During this School Stat, Chancellor Henderson repeatedly questioned the number of students enrolled in the district, as she examined the data by grade level, school, and even neighborhoods. After the School Stat, everyone could feel the Chancellor’s disappointment in the enrollment numbers. I soon realized, that the enrollment office views students in the district, like the infamous Pokémon cards in which you ‘have to get them all’. Each year DC Public Schools competes with Public Charter Schools to register as many students in order to receive funding. Tax dollars always follows the students and the school that they attend. So much work and effort goes into enrolling the students into a complex system to ensure that every student is residency verified. With the approach of the school year, I soon learned my chief responsibility in the UELIP was to coordinate the communication between registrars at all the schools, monitor student records at closing schools, and transition new hires in the office as well as new registrars in schools.
My personal project during my internship was to detail what the residency experience would entail and create timelines and process for student enrollment. This project allowed me to work directly with registrars by making school visits. School visits were probably one of my favorite things about my internship. I could spend my entire day reviewing school enrollment numbers but never fully understand the data. After visiting school facilities, speaking with principals, teachers, and registrars I began to recognize that the district consolidated two schools in rival neighborhoods. In addition to my own responsibilities, I also supervised two high school interns as part of a program that allows DCPS students to receive some of their community service hours necessary for graduation by working in Central Office. My two high school interns gave me a student perspective when dealing with certain schools that often go unnoticed. They were especially helpful as I coordinated the over 120 plus registrars for preparing of the school year.
One of my challenging tasks was communicating information between the Residency and Enrollment Office and registrars. In general, communication between Central Office to schools and Central Office to parents was abysmal. It was never communicated to parents that for the first time the District will provide busing for all students to go to summer school. To no surprise all the buses for the first day of summer school were empty and less students than projected were enrolled in summer school. The goal of my personal project was to create an easier and uniform system of communication between the Residency and Enrollment Office and registrars through weekly conference calls, tracking when registrars read emails, and creating enrollment guides to troubleshoot common issues.
My time as part of the School Opening Team in DC Public Schools allowed me to directly touch every office. As the School Opening team prepares for a new year they are centrally responsible for coordinating the efforts of various departments—the hiring of new teachers, procurement of textbooks, transition of matriculating student files. My internship supervisor imparted me with these wise words on my last day, “If you have learned anything during this internship just know that people can always identity problems, but you will get paid for being able to address these problems with solutions.” I felt that this advice was a mindset of thinking that I could take not only in in other professional settings, but additionally in extracurricular or academic settings. Too often problems are identified within departments and brought to the attention of superiors. However, no solution to address these problems in timely manner is then taken. The School Opening Team repeatedly forecast and tackled problems that arose through dispatching the necessary personal, equipment, or funding.

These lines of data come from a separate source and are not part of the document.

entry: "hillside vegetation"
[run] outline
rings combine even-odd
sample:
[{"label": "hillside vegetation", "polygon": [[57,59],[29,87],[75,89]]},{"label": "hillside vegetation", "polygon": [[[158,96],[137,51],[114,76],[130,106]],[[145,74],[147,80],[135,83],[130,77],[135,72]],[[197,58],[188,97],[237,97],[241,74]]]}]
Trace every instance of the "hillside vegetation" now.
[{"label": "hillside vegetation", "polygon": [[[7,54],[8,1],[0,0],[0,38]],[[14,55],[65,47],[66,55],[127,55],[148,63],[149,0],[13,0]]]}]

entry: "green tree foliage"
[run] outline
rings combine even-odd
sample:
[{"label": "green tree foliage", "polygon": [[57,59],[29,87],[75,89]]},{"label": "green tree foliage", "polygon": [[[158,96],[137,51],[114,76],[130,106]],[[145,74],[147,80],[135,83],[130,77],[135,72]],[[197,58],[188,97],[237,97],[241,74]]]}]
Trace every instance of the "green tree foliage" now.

The last days cumulated in the realization of one of the projects I was working on throughout the internship. I primarily worked with registrars on school enrollment and thus coordinated the Operations Academy. The Operations Academy is a training session for all business managers, registrars, and technology coordinators about new things for the upcoming years and actions necessary to receive certain federal grants. I created all of the logistics for scheduling the days’ events including speakers, accommodations for disabled members, and ordering the food. Working firsthand with business managers, registrars, and technology coordinators I saw the connection between education and business.

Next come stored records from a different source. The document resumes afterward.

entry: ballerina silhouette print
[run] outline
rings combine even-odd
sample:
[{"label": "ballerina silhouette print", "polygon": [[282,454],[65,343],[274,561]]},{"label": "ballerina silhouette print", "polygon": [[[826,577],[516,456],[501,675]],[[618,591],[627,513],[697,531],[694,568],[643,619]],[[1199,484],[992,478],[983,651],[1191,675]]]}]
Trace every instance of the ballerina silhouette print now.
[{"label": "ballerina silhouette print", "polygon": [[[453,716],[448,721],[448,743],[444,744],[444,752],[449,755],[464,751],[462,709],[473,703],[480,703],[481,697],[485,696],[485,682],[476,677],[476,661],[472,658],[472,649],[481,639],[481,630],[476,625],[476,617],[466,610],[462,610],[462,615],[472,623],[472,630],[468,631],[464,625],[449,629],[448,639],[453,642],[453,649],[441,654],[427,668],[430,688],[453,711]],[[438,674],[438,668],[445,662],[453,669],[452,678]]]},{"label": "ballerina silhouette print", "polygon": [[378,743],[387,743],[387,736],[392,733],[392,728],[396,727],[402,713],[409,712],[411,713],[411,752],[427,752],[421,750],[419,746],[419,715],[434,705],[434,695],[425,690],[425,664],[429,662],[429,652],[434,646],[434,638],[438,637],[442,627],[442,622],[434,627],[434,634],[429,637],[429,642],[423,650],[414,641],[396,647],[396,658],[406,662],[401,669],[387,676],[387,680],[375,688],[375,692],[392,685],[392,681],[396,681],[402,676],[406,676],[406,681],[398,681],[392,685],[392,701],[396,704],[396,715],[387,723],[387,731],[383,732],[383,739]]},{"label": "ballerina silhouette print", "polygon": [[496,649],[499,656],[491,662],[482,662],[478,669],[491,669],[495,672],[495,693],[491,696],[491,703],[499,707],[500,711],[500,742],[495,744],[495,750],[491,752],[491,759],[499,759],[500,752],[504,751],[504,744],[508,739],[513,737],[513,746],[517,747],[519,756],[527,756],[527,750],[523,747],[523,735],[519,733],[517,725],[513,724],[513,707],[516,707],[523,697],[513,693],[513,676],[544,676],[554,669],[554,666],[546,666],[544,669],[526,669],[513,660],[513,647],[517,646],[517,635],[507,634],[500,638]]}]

Just like any other industry education is business. Each student can be assigned a dollar amount depending on their learning needs. With the competing charter school system in the District, time and money need to be spent branding and marketing themselves to the customers—parents. Within the school district, specific school leadership has created a brand for their school as a place that will provide a world-class education. DCPS needs to create an overall positive brand for its schools and individually sell schools to parents in order to increase their enrollment numbers.